Total time: 5-45 minutes depending on which model you picked and your internet speed. Most of that is the model download. You only have to interact with it twice — once to confirm install, once to pick a model. After that, walk away.
Subsequent runs are instant. Just npx recallmem and the chat opens.
Just want cloud models? (Claude / GPT)
You still need Postgres for local memory storage, but you can skip Ollama entirely:
brew install postgresql@17 pgvector
brew services start postgresql@17
npx recallmemAfter the app starts, go to Settings → Providers → Add a new provider, paste your API key, and pick that model from the chat dropdown.
Linux (not officially supported, manual install)
Auto-install isn't wired up for Linux. You'll need to install everything by hand:
# Postgres + pgvector (apt example)
sudo apt install postgresql-17 postgresql-17-pgvector
sudo systemctl start postgresql
# Ollama
curl -fsSL https://ollama.com/install.sh | sh
sudo systemctl start ollama
ollama pull embeddinggemma
ollama pull gemma4:26b
# Run
npx recallmemWindows (not supported, use WSL2)

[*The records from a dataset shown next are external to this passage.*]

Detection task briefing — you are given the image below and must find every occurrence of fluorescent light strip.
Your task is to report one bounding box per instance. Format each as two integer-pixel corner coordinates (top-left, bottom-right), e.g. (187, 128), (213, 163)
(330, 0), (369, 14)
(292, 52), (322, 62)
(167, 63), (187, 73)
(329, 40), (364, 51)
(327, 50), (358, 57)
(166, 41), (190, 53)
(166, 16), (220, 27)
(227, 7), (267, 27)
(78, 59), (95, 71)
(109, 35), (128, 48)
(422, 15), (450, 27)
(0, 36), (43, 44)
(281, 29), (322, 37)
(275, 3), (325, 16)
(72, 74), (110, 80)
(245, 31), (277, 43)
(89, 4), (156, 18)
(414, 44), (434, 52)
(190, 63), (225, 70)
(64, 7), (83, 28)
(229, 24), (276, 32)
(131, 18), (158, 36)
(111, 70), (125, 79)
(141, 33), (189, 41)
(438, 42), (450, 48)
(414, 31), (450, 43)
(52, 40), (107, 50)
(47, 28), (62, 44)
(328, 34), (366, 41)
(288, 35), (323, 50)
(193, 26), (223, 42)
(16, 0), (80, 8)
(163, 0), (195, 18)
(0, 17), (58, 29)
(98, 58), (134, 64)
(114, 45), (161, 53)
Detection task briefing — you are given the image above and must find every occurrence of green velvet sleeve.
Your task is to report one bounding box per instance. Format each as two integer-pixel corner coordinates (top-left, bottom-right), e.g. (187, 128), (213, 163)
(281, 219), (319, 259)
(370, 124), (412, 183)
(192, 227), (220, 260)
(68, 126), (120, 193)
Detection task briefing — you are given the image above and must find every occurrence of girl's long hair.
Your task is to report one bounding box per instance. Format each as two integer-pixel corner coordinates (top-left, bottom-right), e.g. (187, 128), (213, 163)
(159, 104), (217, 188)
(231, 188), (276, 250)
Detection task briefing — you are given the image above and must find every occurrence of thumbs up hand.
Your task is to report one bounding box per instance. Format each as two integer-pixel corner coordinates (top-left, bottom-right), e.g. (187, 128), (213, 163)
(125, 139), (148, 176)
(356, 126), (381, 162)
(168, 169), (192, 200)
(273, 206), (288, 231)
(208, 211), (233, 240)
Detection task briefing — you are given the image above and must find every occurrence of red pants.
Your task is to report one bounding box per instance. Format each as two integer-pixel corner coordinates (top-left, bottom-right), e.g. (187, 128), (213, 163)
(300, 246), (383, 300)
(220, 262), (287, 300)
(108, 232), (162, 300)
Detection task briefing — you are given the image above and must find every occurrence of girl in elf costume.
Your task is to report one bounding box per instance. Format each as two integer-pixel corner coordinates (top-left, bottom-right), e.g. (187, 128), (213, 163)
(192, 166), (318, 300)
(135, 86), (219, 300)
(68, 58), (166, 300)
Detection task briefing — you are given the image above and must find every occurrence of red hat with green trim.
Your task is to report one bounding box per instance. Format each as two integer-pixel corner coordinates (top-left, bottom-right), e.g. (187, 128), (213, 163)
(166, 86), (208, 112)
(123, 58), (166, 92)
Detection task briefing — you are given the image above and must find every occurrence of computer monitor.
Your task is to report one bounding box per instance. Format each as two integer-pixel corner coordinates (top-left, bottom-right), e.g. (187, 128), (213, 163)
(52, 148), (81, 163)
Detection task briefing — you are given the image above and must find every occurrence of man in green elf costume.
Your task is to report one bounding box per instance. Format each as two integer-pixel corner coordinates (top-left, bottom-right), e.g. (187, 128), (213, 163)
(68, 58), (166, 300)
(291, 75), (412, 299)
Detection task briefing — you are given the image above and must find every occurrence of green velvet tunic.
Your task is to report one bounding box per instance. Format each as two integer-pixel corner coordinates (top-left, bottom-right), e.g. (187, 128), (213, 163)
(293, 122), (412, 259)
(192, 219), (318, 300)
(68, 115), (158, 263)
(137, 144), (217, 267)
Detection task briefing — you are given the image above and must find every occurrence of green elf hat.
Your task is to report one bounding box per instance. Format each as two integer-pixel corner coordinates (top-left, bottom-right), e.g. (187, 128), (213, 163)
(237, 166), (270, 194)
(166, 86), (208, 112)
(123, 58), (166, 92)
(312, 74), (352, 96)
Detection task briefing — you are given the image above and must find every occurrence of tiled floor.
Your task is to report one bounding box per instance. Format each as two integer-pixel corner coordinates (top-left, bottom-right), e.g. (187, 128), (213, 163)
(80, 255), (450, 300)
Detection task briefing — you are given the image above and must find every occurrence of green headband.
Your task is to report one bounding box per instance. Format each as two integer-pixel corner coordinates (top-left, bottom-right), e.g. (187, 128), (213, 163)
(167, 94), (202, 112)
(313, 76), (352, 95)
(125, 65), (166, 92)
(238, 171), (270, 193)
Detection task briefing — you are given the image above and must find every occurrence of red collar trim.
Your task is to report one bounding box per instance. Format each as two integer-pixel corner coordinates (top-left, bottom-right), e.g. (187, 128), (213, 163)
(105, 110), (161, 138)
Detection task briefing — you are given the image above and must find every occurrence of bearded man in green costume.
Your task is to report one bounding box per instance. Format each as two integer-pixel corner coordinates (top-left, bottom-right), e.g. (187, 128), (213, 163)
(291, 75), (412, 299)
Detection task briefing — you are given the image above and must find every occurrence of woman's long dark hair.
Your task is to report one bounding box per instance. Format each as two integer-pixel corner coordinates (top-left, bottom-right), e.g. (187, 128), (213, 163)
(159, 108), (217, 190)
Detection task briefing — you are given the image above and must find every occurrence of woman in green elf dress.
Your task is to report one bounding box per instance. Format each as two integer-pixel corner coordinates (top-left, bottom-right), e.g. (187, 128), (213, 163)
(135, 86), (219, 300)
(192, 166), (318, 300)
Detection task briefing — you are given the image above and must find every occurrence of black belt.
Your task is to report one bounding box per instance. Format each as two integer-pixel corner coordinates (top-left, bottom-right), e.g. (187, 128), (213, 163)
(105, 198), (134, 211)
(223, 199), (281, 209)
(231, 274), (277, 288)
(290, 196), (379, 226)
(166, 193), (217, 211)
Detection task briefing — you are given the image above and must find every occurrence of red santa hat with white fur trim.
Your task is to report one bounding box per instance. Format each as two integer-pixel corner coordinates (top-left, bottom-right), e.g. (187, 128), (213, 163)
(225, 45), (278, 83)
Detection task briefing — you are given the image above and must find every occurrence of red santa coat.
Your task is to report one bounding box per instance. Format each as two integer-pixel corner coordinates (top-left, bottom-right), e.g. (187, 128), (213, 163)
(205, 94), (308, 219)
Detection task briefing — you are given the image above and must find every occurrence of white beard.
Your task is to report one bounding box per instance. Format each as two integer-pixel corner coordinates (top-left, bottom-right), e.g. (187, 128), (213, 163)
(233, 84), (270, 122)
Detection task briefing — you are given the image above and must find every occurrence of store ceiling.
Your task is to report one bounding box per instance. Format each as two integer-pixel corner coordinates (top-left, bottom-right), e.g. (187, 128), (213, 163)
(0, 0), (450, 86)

Native Windows is not supported. Use WSL2 with Ubuntu and follow the Linux steps above inside WSL.
CLI commands
npx recallmem # Setup if needed, then start the app
npx recallmem init # Setup only (deps, DB, models, env)
npx recallmem start # Start the server (assumes setup done)

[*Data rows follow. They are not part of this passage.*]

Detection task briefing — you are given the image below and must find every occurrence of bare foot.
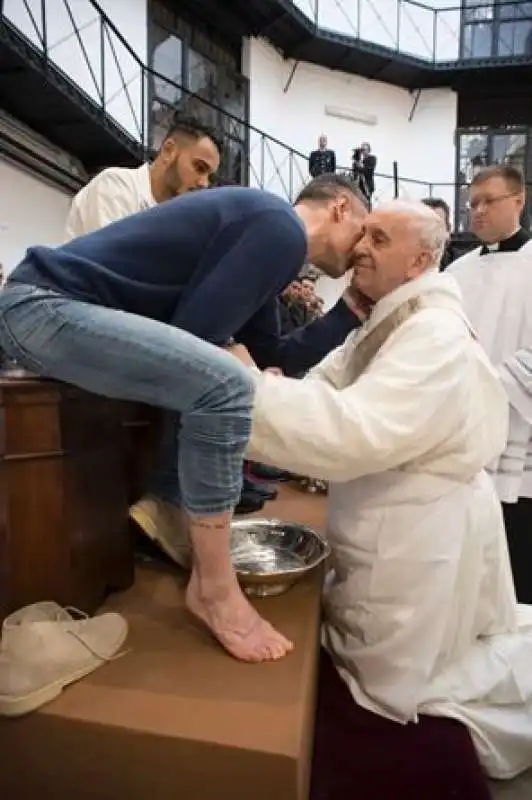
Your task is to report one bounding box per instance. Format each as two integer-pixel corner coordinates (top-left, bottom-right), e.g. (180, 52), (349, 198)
(186, 571), (294, 662)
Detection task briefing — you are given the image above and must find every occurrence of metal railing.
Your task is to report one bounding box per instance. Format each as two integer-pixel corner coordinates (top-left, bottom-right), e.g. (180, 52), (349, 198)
(0, 0), (308, 199)
(0, 0), (528, 230)
(290, 0), (532, 65)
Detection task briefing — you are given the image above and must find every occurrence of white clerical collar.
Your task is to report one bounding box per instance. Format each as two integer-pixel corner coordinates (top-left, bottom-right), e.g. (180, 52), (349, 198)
(137, 162), (157, 209)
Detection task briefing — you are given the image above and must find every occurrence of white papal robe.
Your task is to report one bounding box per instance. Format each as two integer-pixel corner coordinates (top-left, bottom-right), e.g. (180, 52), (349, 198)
(250, 272), (532, 778)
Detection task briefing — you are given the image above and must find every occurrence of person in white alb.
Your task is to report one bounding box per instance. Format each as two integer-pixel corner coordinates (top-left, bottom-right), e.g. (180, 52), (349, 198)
(449, 166), (532, 603)
(224, 201), (532, 800)
(65, 115), (220, 241)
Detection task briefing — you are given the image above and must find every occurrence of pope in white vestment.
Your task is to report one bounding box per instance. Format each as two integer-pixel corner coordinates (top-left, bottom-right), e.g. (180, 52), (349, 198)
(246, 202), (532, 780)
(449, 166), (532, 603)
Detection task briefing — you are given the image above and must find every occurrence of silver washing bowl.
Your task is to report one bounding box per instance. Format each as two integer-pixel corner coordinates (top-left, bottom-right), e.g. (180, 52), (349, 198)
(231, 519), (330, 597)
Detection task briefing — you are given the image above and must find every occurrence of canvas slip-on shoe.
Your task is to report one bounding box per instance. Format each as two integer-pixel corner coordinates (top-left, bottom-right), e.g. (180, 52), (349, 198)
(0, 602), (128, 717)
(129, 495), (192, 569)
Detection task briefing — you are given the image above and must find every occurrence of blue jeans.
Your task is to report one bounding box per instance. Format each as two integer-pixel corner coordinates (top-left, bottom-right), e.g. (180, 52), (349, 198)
(0, 283), (254, 514)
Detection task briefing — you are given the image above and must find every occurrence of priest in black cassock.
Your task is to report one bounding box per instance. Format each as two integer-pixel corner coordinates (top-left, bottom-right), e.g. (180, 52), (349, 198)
(447, 165), (532, 603)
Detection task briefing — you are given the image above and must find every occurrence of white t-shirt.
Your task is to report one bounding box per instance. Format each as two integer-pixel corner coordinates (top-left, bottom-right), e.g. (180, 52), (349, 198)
(65, 164), (156, 242)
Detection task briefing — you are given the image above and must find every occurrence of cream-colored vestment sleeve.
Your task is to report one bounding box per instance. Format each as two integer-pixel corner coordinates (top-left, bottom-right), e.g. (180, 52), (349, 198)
(249, 310), (478, 482)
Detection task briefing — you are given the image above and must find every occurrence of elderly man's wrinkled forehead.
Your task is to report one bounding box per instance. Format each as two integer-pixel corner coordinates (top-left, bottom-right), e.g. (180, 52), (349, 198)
(364, 200), (446, 245)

npx recallmem doctor # Check what's missing or broken
npx recallmem upgrade # Pull latest code, run pending migrations
npx recallmem version # Print versionPrivacy
If you only use Ollama, nothing leaves your machine, ever. You can air-gap the computer and it keeps working. If you add a cloud provider, only the chat messages and your assembled system prompt go to that provider's servers. Your database, embeddings, and saved API keys stay local.
For developers
Underneath the chat UI, RecallMEM is a deterministic memory framework you can fork and use in your own AI app. The whole lib/ folder is intentionally framework-shaped.
lib/
├── memory.ts Memory orchestrator (profile + facts + vector recall in parallel)
├── prompts.ts System prompt assembly with all memory context
├── facts.ts Fact extraction (LLM proposes) + validation (TypeScript decides)

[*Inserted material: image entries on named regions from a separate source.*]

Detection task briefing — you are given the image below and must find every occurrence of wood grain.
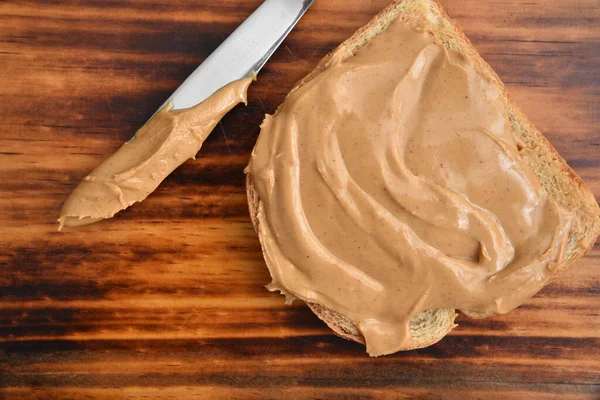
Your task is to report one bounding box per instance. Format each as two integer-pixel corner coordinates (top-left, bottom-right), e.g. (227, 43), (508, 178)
(0, 0), (600, 399)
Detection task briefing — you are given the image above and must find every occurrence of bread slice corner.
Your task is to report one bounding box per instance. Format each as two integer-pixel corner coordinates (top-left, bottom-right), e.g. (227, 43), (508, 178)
(246, 0), (600, 350)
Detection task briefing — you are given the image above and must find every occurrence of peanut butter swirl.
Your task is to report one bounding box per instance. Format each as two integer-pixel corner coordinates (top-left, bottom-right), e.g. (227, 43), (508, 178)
(247, 20), (572, 355)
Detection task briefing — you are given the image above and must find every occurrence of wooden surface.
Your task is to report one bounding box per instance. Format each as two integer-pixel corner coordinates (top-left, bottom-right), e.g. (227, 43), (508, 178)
(0, 0), (600, 399)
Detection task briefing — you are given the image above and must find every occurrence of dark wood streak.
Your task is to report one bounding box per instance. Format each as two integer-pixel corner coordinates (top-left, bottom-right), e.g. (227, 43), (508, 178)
(0, 0), (600, 400)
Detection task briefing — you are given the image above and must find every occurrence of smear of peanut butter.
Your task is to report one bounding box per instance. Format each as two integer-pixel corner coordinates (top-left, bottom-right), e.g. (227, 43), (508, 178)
(58, 78), (253, 230)
(247, 21), (572, 356)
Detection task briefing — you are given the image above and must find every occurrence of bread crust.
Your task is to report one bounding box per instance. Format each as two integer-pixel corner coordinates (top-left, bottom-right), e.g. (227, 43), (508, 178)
(246, 0), (600, 350)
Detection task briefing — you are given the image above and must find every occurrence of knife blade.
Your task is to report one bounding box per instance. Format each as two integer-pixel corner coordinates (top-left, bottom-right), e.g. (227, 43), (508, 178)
(165, 0), (314, 110)
(58, 0), (314, 230)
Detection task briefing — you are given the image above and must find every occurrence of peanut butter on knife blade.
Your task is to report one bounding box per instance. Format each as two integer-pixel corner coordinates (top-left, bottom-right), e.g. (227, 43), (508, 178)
(58, 78), (253, 230)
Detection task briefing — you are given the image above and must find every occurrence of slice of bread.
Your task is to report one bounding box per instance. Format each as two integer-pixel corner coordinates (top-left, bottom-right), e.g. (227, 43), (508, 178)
(246, 0), (600, 350)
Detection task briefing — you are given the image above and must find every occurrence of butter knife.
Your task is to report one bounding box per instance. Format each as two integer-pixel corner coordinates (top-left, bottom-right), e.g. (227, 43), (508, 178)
(58, 0), (314, 230)
(167, 0), (314, 110)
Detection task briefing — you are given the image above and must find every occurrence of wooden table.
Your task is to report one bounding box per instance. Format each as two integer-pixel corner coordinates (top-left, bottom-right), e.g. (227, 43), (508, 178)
(0, 0), (600, 399)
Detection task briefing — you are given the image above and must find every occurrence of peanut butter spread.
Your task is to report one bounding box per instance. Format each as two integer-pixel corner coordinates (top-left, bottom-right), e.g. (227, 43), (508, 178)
(246, 20), (572, 355)
(58, 78), (252, 230)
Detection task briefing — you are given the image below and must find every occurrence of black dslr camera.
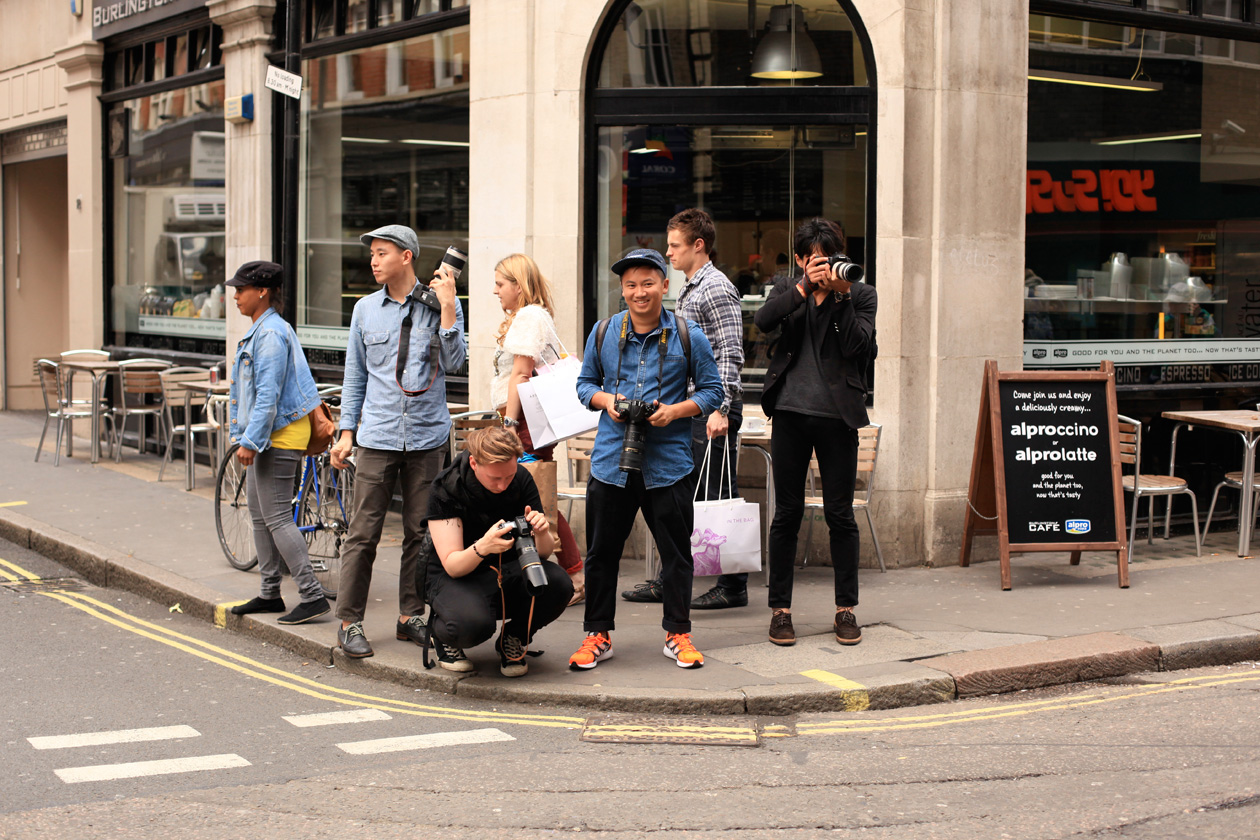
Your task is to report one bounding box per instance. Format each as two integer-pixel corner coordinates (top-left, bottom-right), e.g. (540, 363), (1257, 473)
(827, 253), (866, 283)
(411, 283), (442, 312)
(504, 516), (547, 591)
(612, 399), (656, 472)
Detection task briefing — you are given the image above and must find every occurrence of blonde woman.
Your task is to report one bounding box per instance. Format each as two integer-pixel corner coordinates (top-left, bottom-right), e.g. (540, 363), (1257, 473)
(490, 253), (586, 603)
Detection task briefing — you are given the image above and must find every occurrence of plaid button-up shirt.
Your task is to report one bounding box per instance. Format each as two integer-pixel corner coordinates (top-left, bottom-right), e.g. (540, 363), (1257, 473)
(674, 262), (743, 412)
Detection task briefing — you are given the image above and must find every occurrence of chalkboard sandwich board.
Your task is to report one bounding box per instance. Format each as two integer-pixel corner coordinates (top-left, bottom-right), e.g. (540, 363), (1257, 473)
(959, 360), (1129, 589)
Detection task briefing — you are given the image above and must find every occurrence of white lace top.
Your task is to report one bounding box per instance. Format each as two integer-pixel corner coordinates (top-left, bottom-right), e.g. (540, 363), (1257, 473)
(490, 305), (561, 408)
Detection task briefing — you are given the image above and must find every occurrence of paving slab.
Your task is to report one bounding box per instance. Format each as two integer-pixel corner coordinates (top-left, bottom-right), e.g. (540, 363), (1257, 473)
(0, 412), (1260, 725)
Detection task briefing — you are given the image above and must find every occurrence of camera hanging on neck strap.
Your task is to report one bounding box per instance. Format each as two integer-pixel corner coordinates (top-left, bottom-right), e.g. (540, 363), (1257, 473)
(394, 295), (451, 397)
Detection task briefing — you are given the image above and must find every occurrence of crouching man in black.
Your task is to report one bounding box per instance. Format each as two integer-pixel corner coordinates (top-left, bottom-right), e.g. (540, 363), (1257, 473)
(427, 428), (573, 676)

├── profile.ts Synthesizes a structured profile from active facts
├── chunks.ts Transcript splitting, embedding, vector search
├── chats.ts Chat CRUD + transcript serialization
├── post-chat.ts Post-chat pipeline (title, facts, profile rebuild, embed)
├── rules.ts Custom user rules / instructions
├── embeddings.ts EmbeddingGemma calls via Ollama
├── llm.ts LLM router (Ollama, Anthropic, OpenAI, OpenAI-compatible)
└── db.ts Postgres pool + configurable user ID resolverWire in your own auth with two calls at startup and every lib function respects it. See the developer docs for embedding the memory layer into your own app, the database schema, testing, and optional Langfuse observability.
Docs
| Doc | What's in it |
|---|---|
| Architecture deep dive | How deterministic memory works, read/write paths, validation pipeline, why the LLM is not in charge |
| Developer guide | Embedding the memory framework, auth wiring, schema, testing, Langfuse setup |
| Hardware guide | Which model fits which machine, RAM requirements, cloud vs. local tradeoffs |
| Troubleshooting | Every gotcha I've hit and how to fix it |
| Manual install | Step-by-step if you don't want to use the CLI |
Limitations (v0.1)
Text only (no voice yet). No multi-user. No mobile app. OpenAI vision not fully wired. Reasoning models (o1/o3, extended thinking) may have edge cases. Fact supersession is LLM-judged and intentionally conservative. See the full limitations list.
Contributing
Forks, PRs, bug reports, ideas, all welcome. See CONTRIBUTING.md for the dev setup.
License
Apache 2.0. See LICENSE and NOTICE. Use it, modify it, fork it, ship it commercially.
Status
v0.1. It works. I use it every day. There's no CI, no error monitoring, no SLA. If you want to use it as your daily AI tool, fork it, make it yours, and expect to read the code if something breaks. That's the deal.